Mais l’entraide, la solidarité et une irrésistible envie de rester en vie font de ce roman autant un terrible témoignage sur les conditions de vie de ces invisibles que sur le courage qu’ils développent. Barbara Kingsolver leur donne sa plume, elle a écrit son propre David Copperfield, dans d’autres temps et autres lieux, et laisse toujours poindre l’humanité : « Cette petite lumière, je vais la laisser briller (doigt levé comme une bougie). Ne laissez pas Satan la souffler », énonce Demon, une phrase que David aurait pu faire sienne…
James, esclave en fuite et narrateur principal
Percival Everett lui, construit un remake du roman de Mark Twain, Les Aventures d’Huckleberry Finn (1884). Comme Barbara Kingsolver, il « emprunte » l’œuvre d’un auteur du XIXe siècle. Comme Kamel Daoud, il déplace le point de vue : lorsque Huckleberry Finn veut échapper à la violence de son père, il descend le grand fleuve en canoë jusqu’à l’île Jackson. Au bout de quatre jours, il découvre ne pas être seul sur cette île : un vieil esclave s’y cache, en fuite… Perceval Everett renverse les rôles ; il raconte la même aventure, mais du point de vue de l’esclave, Jim, ou plutôt James.
Donc James devient le narrateur (« un esclave est « beaucoup plus facile à entretenir qu’un chien […]. Ils ne laissent pas de déjections partout dans lesquelles on marche. Ils ne pissent pas dans les coins. Ils ne chassent pas les putois ni les porcs-épics »). Il déconstruit le racisme systémique de la société américaine, ne serait-ce qu’avec son envie d’être. Et pour être, il faut s’armer du langage et des mots. Mais face aux Blancs, pour que ces derniers se sentent maîtres, James – comme tous les esclaves – fabrique une langue de dominé, parle « petit nègre », faisant disparaître la lettre r : « Moi je connais une seule façon de pa’ler, Huck, Mais tu me fais peu’ là. Tu veux di’e quoi, je pa’le biza’e ? » Car James sait que « les Blancs s’attendent à ce que nos paroles sonnent d’une certaine façon et, forcément, mieux vaut ne pas les décevoir. Quand ils se sentent inférieurs, nous sommes les seuls à souffrir. Peut-être devrais-je dire “Quand ils ne se sentent pas supérieurs” ». Une façon presque aimable de dire la bêtise du racisme…

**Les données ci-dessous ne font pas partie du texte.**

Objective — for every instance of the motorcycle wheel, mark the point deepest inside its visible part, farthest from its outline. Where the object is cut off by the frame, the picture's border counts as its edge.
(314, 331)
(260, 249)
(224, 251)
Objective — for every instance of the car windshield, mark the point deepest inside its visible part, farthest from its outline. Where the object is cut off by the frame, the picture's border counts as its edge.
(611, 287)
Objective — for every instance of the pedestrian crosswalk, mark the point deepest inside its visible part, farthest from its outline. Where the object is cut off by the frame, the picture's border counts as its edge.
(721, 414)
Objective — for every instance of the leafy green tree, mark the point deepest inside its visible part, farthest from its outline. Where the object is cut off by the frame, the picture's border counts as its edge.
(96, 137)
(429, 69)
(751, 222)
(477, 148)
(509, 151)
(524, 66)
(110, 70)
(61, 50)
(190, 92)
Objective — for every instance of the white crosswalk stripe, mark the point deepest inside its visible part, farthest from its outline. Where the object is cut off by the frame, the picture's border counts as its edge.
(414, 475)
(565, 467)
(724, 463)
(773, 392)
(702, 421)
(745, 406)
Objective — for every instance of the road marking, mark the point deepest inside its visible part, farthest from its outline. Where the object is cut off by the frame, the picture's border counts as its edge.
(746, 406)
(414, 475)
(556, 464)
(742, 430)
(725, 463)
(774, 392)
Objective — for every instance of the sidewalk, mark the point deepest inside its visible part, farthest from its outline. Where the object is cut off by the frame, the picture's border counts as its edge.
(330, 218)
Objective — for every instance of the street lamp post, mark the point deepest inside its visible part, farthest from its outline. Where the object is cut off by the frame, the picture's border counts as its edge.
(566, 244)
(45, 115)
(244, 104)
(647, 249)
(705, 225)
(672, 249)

Le long du « grand bourbier » qu’est le Mississipi
Qui est dupe de qui ? Car James sait lire, écrire… Et dans ses rêves, il dialogue avec Voltaire et Locke. Il manie les mots, il est. Dans cette odyssée (respectueuse du roman de Mark Twain), difficile de ne pas dériver en compagnie du duo le long du « grand bourbier » (surnom donné au Mississipi), de ne pas aborder cette peinture de l’Amérique dite profonde. Faire la traversée entre le monde noir et le monde blanc, vivre les péripéties des deux compères, s’amuser des facéties de l’histoire, aimer autant James et Huck que l’auteur les a chéris, questionner l’identité, la responsabilité, la violence, voilà la promesse tenue de James, dernier roman de Percival Everett.

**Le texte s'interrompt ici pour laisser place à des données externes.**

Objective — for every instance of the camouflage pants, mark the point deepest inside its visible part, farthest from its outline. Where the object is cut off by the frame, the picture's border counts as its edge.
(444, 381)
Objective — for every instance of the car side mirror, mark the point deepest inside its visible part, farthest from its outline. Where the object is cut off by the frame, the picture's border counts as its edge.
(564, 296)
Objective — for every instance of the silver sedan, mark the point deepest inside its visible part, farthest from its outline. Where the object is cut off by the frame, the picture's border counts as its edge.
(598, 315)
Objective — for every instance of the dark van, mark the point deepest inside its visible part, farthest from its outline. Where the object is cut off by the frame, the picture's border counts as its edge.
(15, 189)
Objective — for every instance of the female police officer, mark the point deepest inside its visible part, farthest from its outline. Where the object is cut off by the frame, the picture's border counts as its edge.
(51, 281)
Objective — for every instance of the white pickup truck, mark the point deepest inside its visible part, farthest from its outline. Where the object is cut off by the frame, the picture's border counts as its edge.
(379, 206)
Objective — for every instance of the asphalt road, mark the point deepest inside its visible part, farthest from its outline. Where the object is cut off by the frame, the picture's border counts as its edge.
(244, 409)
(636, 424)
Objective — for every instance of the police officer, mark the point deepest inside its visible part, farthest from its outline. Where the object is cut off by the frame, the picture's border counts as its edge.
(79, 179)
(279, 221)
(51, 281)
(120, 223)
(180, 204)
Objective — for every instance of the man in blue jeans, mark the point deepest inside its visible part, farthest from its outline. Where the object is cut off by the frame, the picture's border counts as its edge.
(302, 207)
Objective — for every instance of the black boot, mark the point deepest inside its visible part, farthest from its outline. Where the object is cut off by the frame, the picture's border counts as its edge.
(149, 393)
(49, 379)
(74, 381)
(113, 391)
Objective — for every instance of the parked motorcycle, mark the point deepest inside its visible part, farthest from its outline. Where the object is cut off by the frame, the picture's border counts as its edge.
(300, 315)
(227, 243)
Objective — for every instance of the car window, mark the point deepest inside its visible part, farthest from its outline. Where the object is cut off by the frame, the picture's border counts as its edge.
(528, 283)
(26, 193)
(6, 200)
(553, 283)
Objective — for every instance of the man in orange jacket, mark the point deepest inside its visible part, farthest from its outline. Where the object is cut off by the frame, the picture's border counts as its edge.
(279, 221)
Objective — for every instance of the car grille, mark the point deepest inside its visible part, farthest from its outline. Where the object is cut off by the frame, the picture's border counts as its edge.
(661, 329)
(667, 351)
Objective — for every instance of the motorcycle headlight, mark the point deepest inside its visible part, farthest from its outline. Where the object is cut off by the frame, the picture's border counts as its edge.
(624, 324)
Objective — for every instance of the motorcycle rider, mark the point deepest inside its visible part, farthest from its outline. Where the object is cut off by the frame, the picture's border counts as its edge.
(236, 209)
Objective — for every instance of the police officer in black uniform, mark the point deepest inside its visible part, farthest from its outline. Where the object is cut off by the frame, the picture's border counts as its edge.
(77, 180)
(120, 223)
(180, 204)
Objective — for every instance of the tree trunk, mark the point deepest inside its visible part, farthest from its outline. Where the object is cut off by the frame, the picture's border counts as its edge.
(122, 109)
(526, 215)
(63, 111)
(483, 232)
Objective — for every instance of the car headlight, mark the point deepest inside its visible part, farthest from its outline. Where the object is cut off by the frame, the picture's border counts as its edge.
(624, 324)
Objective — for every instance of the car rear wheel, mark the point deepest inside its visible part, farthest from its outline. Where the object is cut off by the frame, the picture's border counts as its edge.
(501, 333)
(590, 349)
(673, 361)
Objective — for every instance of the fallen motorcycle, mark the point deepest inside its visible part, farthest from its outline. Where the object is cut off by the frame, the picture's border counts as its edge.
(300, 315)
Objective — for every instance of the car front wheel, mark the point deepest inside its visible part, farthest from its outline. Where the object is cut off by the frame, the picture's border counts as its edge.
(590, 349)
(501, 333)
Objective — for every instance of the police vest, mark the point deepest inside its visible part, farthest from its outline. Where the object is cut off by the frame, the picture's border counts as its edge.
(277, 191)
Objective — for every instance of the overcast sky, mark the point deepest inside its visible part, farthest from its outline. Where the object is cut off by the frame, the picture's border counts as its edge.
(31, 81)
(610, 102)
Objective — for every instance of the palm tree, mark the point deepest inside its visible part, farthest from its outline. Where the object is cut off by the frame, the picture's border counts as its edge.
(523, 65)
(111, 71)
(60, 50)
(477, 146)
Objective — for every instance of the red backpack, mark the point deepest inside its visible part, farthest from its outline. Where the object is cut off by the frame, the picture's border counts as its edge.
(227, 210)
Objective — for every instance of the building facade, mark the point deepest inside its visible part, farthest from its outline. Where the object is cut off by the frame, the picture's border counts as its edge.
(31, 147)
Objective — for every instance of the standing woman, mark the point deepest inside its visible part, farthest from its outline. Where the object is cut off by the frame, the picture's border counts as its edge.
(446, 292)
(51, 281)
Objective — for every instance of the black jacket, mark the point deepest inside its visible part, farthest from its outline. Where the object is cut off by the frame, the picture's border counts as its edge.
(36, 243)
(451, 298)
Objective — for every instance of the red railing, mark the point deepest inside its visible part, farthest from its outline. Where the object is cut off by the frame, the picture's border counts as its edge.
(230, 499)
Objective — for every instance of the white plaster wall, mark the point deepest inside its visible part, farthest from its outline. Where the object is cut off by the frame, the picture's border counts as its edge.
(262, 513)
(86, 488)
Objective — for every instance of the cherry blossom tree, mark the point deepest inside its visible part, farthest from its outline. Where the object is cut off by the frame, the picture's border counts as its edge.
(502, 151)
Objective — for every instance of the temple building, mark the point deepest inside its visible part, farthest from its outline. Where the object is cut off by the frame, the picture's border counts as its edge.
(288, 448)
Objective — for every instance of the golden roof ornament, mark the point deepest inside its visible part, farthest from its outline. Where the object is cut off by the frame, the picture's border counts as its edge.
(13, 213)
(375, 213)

Et James de constater qu’« en cet instant, le pouvoir de la lecture m’apparut clairement dans toute sa réalité. Si je voyais les mots, alors personne ne pouvait contrôler ces mots ni ce que j’en retirais. On ne pouvait même pas savoir si je les voyais seulement ou si je les comprenais dans leur globalité. C’était une pratique absolument intime, absolument libre, et par conséquent absolument subversive ».
Un « prince de Zamunda » à Paris
Berado est un jeune Congolais qui vient de débarquer à Paris, afin de rejoindre un ami d’enfance disparu. Rapidement, il se fait appeler « prince de Zamunda », en référence à Eddie Murphy (Un prince à New York). Il a l’air paumé mais sa roublardise, son charme, sa verve et une certaine habileté lui donnent le sens de la démerde… jusqu’à l’embrouille chez un certain Ramsès, le réceptionniste du Salam Hôtel, dans le XIe arrondissement.
Drôle, facétieux, joueur, écrit comme un flux continu volontairement avare de grammaire. Ramsès de Paris, le roman d’Alain Mabanckou, laisse Berado narrer ses exploits jusqu’à la prison de la Santé, sous le numéro d’écrou 470655. Mais chaque chapitre est un hommage à un livre ou à un film : de Bonjour tristesse aux Raisins de la colère, des Cigares du pharaon à La Vie mode d’emploi, de L’Amant aux Liaisons dangereuses et à La Disparition… Un roman farceur, fripouille, qui sait ce que « flamber » veut dire.
- Kamel Daoud, Meursault, contre-enquête, Folio, 2023 [2014], 208 pages, 8 euros.
- Percival Everett, James, Éditions de l’Olivier, 2025, 288 pages, 23,50 euros.
- Barbara Kingsolver, On m’appelle Demon Copperhead, Albin Michel, 2024, 624 pages, 23,90 euros.
- Alain Mabanckou, Ramsès de Paris, Seuil, 2025, 272 pages, 21 euros.